On the outset, as practitioners, we need to realize that the times we live in are marked by the ideals of production, purity and perfection. Thus, we live in times that valorise strife and are necessarily unkind to the body. Moreover, the vision of these times is somewhat limited as it does not have the permission to easily go beyond the rational. While yoga, at least in essence, categorically embraces both, a) a deep and abiding kindness to, for and within the body, and b) the realm of magical inspiration that lies beyond form, language and even grammar. The processive definition of yoga is to temper the body-mind condition in order to sift it from sthula to sukshma, i.e. from gross to subtle. But what needs to be also remembered is that in doing so, it is already envisioning an even subtler, irreducible state of “being” called para, or that state of “the beyond”, where none of the rules, morals, or grammar applies. In other words, the aim of this yogic distillation is to effortfully-calibrate the movements of the body, mind and breath for the purpose of arriving at that effortless, condition-less state of care-free abandon of blissful “beyondness”. But making the “self” available to the invitation of this empty beyondness requires both inspiration and allowance that is laced with a casual-kindness for the body and self, as well as an openness to the infinite, though unverifiable, possibilities that lie within the body. For me, the effortful practice and even pedagogy of yoga thus must necessarily include the dream of that effortless-beyond. Letting the “breeze” of every breath within the mindful yogic practice bring a waft of such a promise—both distant and immediate—upon the aspiring landscape of the yogi’s body. Making yoga a desirous pursuit of a pleasurable nothingness—a state empty of both virtue and value.

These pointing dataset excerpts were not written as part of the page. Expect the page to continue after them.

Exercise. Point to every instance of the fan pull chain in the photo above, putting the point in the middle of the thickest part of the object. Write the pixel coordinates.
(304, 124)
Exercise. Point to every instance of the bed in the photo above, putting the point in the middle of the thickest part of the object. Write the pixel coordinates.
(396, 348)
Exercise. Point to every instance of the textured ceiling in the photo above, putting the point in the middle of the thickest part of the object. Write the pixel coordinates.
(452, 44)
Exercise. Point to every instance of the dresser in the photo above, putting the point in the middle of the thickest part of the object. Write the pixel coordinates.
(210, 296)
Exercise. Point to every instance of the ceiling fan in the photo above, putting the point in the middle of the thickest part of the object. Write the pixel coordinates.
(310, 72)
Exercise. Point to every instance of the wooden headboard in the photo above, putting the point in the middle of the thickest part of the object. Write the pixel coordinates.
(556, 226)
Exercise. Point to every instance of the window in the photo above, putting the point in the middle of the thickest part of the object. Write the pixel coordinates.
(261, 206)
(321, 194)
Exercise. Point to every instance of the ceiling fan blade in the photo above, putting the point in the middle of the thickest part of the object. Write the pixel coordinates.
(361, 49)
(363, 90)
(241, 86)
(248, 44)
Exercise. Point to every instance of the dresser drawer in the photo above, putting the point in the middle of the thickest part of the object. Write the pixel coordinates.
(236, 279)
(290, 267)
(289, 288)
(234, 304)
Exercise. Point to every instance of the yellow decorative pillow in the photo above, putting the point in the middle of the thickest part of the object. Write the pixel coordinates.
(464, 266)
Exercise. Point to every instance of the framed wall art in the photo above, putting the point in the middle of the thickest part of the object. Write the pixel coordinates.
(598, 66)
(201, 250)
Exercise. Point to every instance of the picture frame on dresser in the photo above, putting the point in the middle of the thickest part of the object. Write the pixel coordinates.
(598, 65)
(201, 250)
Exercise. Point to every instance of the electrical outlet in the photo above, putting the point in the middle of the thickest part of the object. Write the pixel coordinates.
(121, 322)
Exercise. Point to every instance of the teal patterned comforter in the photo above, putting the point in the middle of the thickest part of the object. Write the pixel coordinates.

What I am saying is that within the times we live in, the promise of yoga, which is “freedom”, has been castrated from the practice; and that yoga—both in practice and definition—has become both limited and literate and thereby not-yoga. Subsequently, making the practitioner quite literally “destitute” in terms of freedom, abandon beauty, poetry, and power—all of which are either the handmaidens or the properties of the para-state that yoga promises.
Going back to the point of effort, we can see that there are three broad perspectives that have historically come to inform the practice of yoga—and which in turn determine its systematic embodied pedagogy—these being Patanjali (roughly 2nd century CE), Tantra (around 600 CE and onwards) and Haṯha (1100 CE and onwards). Let us begin with Haṯha because that is what is most popularly available to us today. The two phonemes of the word haṯha , ha and ṯha, are said to denote the opposing hard and soft energies of the moon and the sun that abide both in the body and the universe. In common parlance, the word haṯha means forceful and persistent exertion that is almost obstinate in its commitment to forge through, come-what-may.